Despite losing their fourth game away at Internazionale, the Giallorossi (yellow-reds) went unbtean for 10 league games including 7 wins, one of which was a 1-0 win over those city rivals Lazio that was followed by a 0-0 draw with Juventus 5 days later on 22 December. Roma were by this point comfortably clear at the top of the league with Juventus some way behind in second.

A 3-2 defeat away at Milan almost a month later was followed by seven straight wins and Roma were flying. After the Roma draw Juventus were still just about keeping up the pace however with 8 wins in 10, although they then lost 4-1 away at Lazio in the middle of March.

Roma lost 3-1 away at Fiorentina in April, whilst Juventus mostly kept on winning and Roma drew 5 out of their next 8 to surprisingly go into the final game of the season just 2 points ahead of Juve. They had exepcted to have the title wrapped well before this. Things could have been worse however as an injury time Vincenzo Montella equaliser had salvaged a draw at Juventus on May 6, a game which had they lost would have gave Juventus an advantage in the title race.

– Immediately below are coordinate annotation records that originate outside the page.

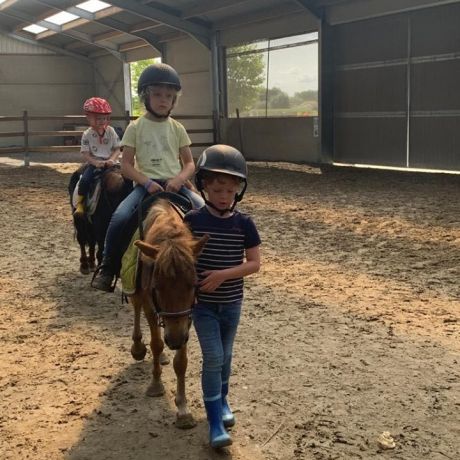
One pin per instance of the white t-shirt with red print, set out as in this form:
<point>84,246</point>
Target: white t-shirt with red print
<point>100,146</point>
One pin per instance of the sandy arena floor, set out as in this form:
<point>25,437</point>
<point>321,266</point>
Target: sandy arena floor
<point>351,328</point>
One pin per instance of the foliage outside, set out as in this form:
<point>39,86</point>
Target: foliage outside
<point>246,75</point>
<point>136,68</point>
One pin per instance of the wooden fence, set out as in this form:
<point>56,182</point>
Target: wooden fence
<point>76,120</point>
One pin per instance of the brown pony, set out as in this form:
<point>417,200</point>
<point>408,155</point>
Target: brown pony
<point>166,294</point>
<point>90,231</point>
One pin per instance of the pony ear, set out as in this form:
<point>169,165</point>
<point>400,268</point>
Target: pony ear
<point>147,249</point>
<point>199,245</point>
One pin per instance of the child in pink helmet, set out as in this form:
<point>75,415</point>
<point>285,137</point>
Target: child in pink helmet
<point>100,145</point>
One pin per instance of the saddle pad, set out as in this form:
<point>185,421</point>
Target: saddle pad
<point>91,201</point>
<point>129,264</point>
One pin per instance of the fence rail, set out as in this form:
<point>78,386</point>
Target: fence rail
<point>27,133</point>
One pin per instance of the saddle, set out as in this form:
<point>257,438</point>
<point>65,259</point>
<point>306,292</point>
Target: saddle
<point>130,259</point>
<point>92,199</point>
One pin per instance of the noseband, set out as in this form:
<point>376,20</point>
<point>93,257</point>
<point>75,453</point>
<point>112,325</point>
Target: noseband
<point>161,314</point>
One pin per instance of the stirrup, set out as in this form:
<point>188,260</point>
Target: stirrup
<point>108,287</point>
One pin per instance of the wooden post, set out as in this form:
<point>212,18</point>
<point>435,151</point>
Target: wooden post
<point>26,138</point>
<point>240,132</point>
<point>215,127</point>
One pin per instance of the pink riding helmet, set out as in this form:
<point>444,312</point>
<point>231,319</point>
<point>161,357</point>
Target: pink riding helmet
<point>97,106</point>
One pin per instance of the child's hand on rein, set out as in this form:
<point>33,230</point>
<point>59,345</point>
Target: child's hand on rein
<point>214,278</point>
<point>174,184</point>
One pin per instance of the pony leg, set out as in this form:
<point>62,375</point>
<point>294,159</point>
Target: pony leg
<point>156,387</point>
<point>184,419</point>
<point>84,261</point>
<point>92,257</point>
<point>138,349</point>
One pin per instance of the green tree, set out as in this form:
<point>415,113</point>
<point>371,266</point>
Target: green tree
<point>304,96</point>
<point>136,69</point>
<point>277,99</point>
<point>245,75</point>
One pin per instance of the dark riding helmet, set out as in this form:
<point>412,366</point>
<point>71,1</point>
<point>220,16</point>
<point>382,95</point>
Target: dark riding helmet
<point>158,74</point>
<point>222,159</point>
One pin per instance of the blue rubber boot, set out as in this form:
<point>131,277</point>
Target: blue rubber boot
<point>218,436</point>
<point>227,415</point>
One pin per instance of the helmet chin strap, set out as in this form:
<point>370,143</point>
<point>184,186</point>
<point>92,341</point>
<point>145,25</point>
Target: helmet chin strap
<point>156,115</point>
<point>222,212</point>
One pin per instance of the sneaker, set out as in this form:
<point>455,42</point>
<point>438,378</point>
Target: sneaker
<point>103,280</point>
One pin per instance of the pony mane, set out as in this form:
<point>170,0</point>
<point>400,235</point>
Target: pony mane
<point>166,229</point>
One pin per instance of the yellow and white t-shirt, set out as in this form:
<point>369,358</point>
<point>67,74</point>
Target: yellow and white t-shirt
<point>157,145</point>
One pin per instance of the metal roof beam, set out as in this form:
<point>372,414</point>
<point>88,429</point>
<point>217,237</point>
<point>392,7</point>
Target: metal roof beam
<point>73,34</point>
<point>53,48</point>
<point>209,6</point>
<point>200,33</point>
<point>310,6</point>
<point>149,37</point>
<point>7,4</point>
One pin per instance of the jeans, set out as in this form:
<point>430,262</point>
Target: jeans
<point>121,224</point>
<point>216,325</point>
<point>86,179</point>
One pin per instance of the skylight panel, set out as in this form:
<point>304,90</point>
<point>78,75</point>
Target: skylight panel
<point>61,18</point>
<point>92,6</point>
<point>34,28</point>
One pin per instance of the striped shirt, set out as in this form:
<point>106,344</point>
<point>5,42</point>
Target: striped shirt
<point>228,239</point>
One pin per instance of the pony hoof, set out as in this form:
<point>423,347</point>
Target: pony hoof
<point>84,270</point>
<point>185,422</point>
<point>155,390</point>
<point>138,352</point>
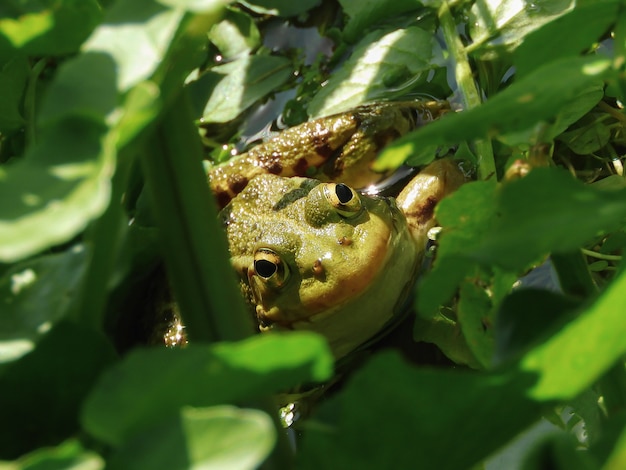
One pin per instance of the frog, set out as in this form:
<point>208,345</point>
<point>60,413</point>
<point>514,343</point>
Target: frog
<point>310,250</point>
<point>312,244</point>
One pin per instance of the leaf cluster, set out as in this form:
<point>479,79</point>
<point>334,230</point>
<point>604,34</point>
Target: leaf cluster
<point>107,111</point>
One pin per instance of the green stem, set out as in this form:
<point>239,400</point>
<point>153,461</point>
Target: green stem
<point>595,254</point>
<point>576,280</point>
<point>194,246</point>
<point>103,241</point>
<point>30,98</point>
<point>574,275</point>
<point>467,86</point>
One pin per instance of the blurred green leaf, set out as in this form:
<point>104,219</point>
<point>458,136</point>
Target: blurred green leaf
<point>47,27</point>
<point>466,217</point>
<point>235,34</point>
<point>476,316</point>
<point>381,64</point>
<point>421,413</point>
<point>61,184</point>
<point>13,78</point>
<point>576,355</point>
<point>43,391</point>
<point>559,368</point>
<point>224,373</point>
<point>196,6</point>
<point>571,214</point>
<point>35,295</point>
<point>525,317</point>
<point>589,21</point>
<point>558,451</point>
<point>214,437</point>
<point>151,31</point>
<point>68,455</point>
<point>503,24</point>
<point>280,7</point>
<point>244,82</point>
<point>536,97</point>
<point>484,225</point>
<point>364,14</point>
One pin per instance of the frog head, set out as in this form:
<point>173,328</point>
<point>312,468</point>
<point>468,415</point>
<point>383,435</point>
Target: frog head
<point>321,257</point>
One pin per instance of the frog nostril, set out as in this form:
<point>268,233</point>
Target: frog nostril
<point>265,268</point>
<point>344,193</point>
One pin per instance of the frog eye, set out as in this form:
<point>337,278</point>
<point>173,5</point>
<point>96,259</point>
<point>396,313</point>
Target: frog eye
<point>269,266</point>
<point>343,198</point>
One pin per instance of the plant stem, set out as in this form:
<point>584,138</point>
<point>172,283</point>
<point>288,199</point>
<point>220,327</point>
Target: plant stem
<point>467,86</point>
<point>595,254</point>
<point>576,280</point>
<point>30,98</point>
<point>103,241</point>
<point>194,247</point>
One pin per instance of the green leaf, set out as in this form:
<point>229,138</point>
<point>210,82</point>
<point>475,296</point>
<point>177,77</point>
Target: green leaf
<point>503,24</point>
<point>570,214</point>
<point>484,225</point>
<point>61,184</point>
<point>578,353</point>
<point>245,81</point>
<point>68,455</point>
<point>280,7</point>
<point>224,373</point>
<point>215,437</point>
<point>13,77</point>
<point>537,97</point>
<point>151,32</point>
<point>423,414</point>
<point>527,316</point>
<point>48,27</point>
<point>35,295</point>
<point>236,34</point>
<point>452,402</point>
<point>475,314</point>
<point>466,216</point>
<point>43,391</point>
<point>382,63</point>
<point>363,14</point>
<point>589,22</point>
<point>196,6</point>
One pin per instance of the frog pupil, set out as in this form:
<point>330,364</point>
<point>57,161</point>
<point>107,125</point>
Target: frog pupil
<point>265,268</point>
<point>344,193</point>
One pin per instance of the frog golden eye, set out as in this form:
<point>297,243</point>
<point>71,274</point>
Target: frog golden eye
<point>343,198</point>
<point>269,266</point>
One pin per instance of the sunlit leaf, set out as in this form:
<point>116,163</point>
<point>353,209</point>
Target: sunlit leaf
<point>579,352</point>
<point>535,98</point>
<point>244,82</point>
<point>42,392</point>
<point>280,7</point>
<point>589,21</point>
<point>47,27</point>
<point>68,455</point>
<point>214,437</point>
<point>364,14</point>
<point>394,395</point>
<point>150,33</point>
<point>35,295</point>
<point>225,373</point>
<point>63,182</point>
<point>504,24</point>
<point>235,34</point>
<point>382,63</point>
<point>12,86</point>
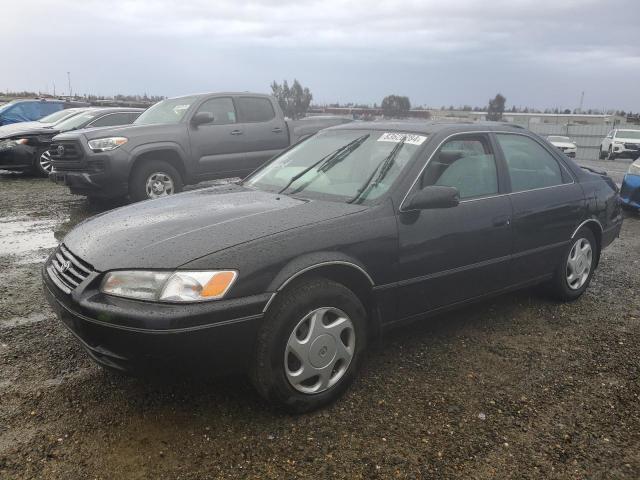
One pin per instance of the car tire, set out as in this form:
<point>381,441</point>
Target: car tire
<point>580,260</point>
<point>601,155</point>
<point>339,329</point>
<point>149,175</point>
<point>42,164</point>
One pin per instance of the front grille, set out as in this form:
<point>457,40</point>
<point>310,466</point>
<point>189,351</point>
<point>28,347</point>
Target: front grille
<point>63,151</point>
<point>66,270</point>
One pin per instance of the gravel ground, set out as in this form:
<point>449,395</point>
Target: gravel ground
<point>516,387</point>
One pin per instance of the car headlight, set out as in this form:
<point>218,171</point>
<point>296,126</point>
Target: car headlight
<point>180,286</point>
<point>8,144</point>
<point>107,144</point>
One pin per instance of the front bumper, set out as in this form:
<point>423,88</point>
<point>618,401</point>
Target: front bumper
<point>134,336</point>
<point>103,174</point>
<point>630,191</point>
<point>20,157</point>
<point>624,152</point>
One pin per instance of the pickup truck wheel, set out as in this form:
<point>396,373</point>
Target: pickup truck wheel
<point>154,180</point>
<point>42,164</point>
<point>310,345</point>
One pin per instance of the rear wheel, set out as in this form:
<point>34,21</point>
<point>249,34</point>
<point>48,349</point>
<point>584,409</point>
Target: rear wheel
<point>42,164</point>
<point>154,179</point>
<point>310,346</point>
<point>573,275</point>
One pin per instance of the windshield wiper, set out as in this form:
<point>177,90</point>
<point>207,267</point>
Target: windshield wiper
<point>383,167</point>
<point>328,161</point>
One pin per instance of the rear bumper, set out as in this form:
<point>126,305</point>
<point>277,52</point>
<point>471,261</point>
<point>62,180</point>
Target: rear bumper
<point>138,336</point>
<point>630,191</point>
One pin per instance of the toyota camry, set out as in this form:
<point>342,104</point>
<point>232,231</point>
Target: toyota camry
<point>291,274</point>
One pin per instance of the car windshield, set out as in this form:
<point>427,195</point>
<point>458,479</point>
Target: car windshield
<point>635,134</point>
<point>355,166</point>
<point>172,110</point>
<point>77,121</point>
<point>57,116</point>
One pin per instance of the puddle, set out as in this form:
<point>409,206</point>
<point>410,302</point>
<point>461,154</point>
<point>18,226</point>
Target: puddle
<point>19,235</point>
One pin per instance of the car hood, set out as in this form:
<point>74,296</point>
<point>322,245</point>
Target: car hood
<point>564,144</point>
<point>627,140</point>
<point>25,128</point>
<point>169,232</point>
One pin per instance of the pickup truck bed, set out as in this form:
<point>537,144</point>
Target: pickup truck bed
<point>177,142</point>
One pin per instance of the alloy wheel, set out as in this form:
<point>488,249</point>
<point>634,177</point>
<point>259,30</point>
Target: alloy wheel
<point>579,263</point>
<point>159,184</point>
<point>45,162</point>
<point>319,350</point>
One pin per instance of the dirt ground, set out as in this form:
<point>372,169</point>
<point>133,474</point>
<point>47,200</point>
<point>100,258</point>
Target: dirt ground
<point>516,387</point>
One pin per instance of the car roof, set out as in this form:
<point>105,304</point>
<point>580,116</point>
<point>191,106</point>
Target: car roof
<point>427,127</point>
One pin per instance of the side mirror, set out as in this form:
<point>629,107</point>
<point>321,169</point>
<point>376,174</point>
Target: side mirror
<point>201,118</point>
<point>434,196</point>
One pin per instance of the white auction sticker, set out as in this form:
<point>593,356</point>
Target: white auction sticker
<point>396,137</point>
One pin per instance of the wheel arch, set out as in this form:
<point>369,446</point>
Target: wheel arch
<point>595,226</point>
<point>342,269</point>
<point>168,152</point>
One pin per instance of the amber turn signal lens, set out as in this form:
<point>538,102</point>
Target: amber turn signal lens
<point>219,284</point>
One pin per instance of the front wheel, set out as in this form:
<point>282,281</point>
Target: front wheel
<point>573,275</point>
<point>310,346</point>
<point>42,164</point>
<point>154,179</point>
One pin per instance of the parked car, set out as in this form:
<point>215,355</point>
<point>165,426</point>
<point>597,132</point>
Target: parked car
<point>630,190</point>
<point>621,143</point>
<point>564,144</point>
<point>291,274</point>
<point>25,146</point>
<point>176,142</point>
<point>29,110</point>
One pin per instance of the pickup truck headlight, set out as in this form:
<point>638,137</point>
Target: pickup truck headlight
<point>180,286</point>
<point>8,144</point>
<point>634,168</point>
<point>107,144</point>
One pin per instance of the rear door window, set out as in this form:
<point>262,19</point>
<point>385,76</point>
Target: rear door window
<point>222,109</point>
<point>255,109</point>
<point>529,164</point>
<point>466,163</point>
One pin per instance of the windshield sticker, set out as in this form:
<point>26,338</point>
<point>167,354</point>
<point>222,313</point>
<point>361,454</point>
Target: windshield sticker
<point>395,137</point>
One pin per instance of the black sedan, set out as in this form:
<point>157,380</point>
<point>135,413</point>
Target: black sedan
<point>291,273</point>
<point>25,146</point>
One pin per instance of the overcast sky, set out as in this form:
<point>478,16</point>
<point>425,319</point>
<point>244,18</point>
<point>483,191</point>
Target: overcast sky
<point>540,53</point>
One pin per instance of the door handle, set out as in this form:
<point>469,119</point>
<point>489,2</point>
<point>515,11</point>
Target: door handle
<point>501,221</point>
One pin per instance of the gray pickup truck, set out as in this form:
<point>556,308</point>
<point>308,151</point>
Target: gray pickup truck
<point>176,142</point>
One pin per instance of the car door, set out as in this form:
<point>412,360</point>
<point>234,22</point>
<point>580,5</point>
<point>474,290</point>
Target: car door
<point>263,132</point>
<point>448,255</point>
<point>218,146</point>
<point>546,203</point>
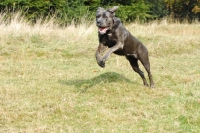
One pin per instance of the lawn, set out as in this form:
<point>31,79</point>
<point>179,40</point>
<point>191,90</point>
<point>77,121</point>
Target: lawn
<point>50,81</point>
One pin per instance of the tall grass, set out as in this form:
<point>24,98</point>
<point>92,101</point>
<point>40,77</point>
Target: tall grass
<point>50,81</point>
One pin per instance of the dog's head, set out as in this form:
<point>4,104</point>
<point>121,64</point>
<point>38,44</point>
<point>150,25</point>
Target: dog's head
<point>104,19</point>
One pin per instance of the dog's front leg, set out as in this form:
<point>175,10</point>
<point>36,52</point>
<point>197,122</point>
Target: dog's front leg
<point>116,47</point>
<point>100,49</point>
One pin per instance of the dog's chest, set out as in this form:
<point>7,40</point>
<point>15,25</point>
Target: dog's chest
<point>108,40</point>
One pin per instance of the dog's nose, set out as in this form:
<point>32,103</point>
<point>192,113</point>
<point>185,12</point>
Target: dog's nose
<point>98,22</point>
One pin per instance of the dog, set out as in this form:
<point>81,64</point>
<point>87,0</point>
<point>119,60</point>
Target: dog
<point>114,36</point>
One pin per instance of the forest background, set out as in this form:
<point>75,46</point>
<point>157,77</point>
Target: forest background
<point>67,11</point>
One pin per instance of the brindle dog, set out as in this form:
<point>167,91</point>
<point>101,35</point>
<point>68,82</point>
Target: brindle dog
<point>118,39</point>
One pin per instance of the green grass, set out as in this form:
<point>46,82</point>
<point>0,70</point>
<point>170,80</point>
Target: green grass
<point>50,81</point>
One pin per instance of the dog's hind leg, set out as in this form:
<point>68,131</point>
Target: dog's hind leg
<point>134,63</point>
<point>145,61</point>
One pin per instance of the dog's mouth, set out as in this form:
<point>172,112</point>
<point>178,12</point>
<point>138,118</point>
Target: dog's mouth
<point>103,30</point>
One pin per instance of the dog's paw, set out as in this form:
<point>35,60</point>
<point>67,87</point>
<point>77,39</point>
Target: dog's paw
<point>102,63</point>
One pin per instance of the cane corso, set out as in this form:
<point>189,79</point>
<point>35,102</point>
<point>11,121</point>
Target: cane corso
<point>118,39</point>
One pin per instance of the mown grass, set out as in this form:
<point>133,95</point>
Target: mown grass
<point>50,81</point>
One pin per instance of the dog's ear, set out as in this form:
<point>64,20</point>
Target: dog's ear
<point>113,9</point>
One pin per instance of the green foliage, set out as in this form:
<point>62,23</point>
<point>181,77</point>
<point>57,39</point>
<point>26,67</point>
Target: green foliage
<point>184,9</point>
<point>67,11</point>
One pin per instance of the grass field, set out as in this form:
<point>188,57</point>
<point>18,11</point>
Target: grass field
<point>50,81</point>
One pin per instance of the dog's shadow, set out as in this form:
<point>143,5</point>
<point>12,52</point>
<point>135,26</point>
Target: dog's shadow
<point>84,84</point>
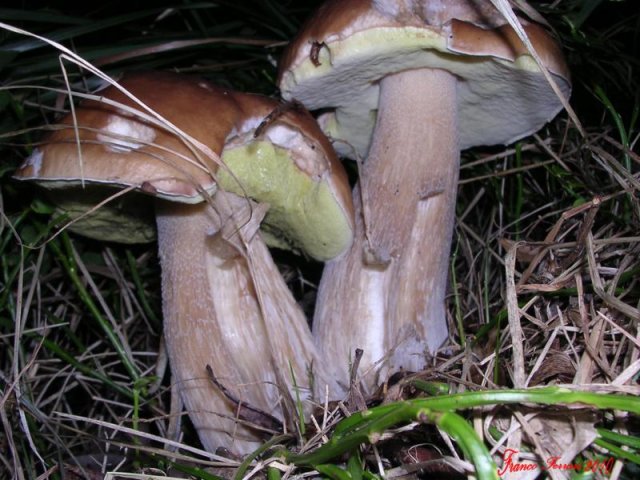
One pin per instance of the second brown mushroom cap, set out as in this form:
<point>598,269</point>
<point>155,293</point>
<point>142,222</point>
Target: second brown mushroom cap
<point>407,86</point>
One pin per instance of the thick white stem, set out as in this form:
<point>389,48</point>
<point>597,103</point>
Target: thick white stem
<point>409,188</point>
<point>226,306</point>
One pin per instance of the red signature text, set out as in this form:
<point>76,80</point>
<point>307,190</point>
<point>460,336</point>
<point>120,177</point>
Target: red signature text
<point>510,464</point>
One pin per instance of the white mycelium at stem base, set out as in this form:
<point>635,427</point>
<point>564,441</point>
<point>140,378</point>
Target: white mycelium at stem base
<point>225,303</point>
<point>346,61</point>
<point>223,295</point>
<point>403,251</point>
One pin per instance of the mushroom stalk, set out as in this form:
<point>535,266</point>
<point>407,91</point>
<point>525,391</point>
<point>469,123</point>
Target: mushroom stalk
<point>409,189</point>
<point>221,303</point>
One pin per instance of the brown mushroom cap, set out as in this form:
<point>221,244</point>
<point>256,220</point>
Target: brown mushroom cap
<point>338,58</point>
<point>291,165</point>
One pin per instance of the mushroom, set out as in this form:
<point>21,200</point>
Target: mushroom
<point>407,85</point>
<point>225,304</point>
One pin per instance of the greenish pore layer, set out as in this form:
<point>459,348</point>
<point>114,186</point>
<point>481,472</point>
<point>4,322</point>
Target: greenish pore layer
<point>303,215</point>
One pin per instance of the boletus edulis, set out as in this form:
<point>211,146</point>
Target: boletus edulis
<point>238,161</point>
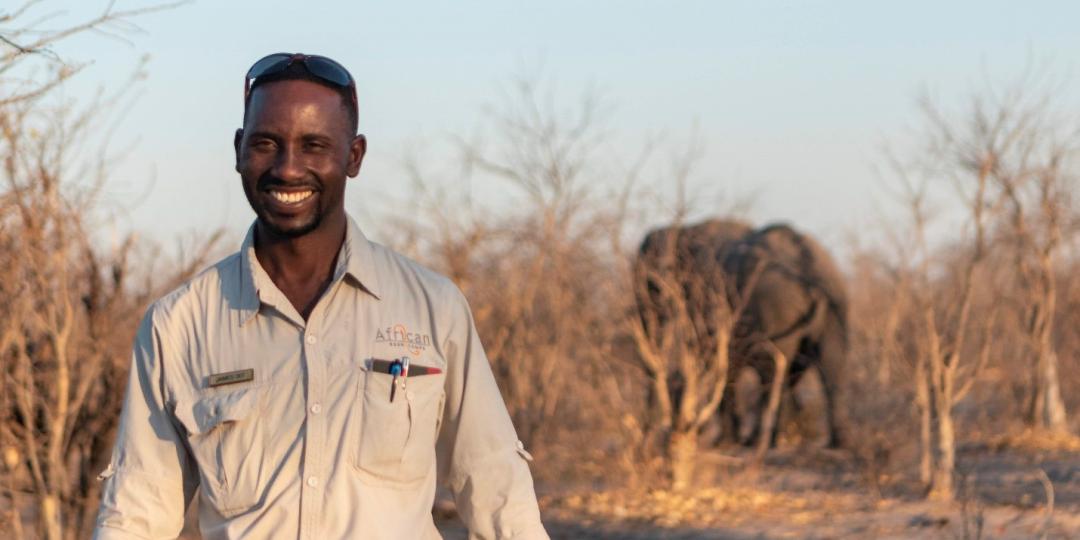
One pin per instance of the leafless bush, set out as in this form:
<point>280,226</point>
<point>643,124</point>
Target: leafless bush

Roma faced Parma knowing victory would secure them the scudetto and the 80,000 inside the Stadio Olympico breathed a huge sigh of relief when on 19 minutes Francesco Totti gave the home side the lead. Just before half time they found themselves 2-0 up through Vincenzo Montella whilst a brilliant individual effort from Gabriel Batistuta on 78 minutes made it 3. Parma pulled on back soon afterwards but at 3-1 the outcome was never in doubt and Parma's goal was shortly followed was a pitch invasion with euphoric scenes stopping the match for 20 minutes. Eventually the game was completed and Roma were as Corriere dello Sport exclaimed the following day 'Champions of Italy'.

"It was the hardest scudetto, the championship never ended. It took a record to win it " claimed then Roma manager Fabio Capello, so hard that Roma have not managed to win it since.

Like Lazio, Roma have spent most of the years since that title as also rans, with only a few second placed finishes the closest they've came to any real success since. When it comes to football Italy's capital city may not have seen much success over the years, but for one shorts spell at the beginning of noughties it definitely ruled the roost in Italian soccer.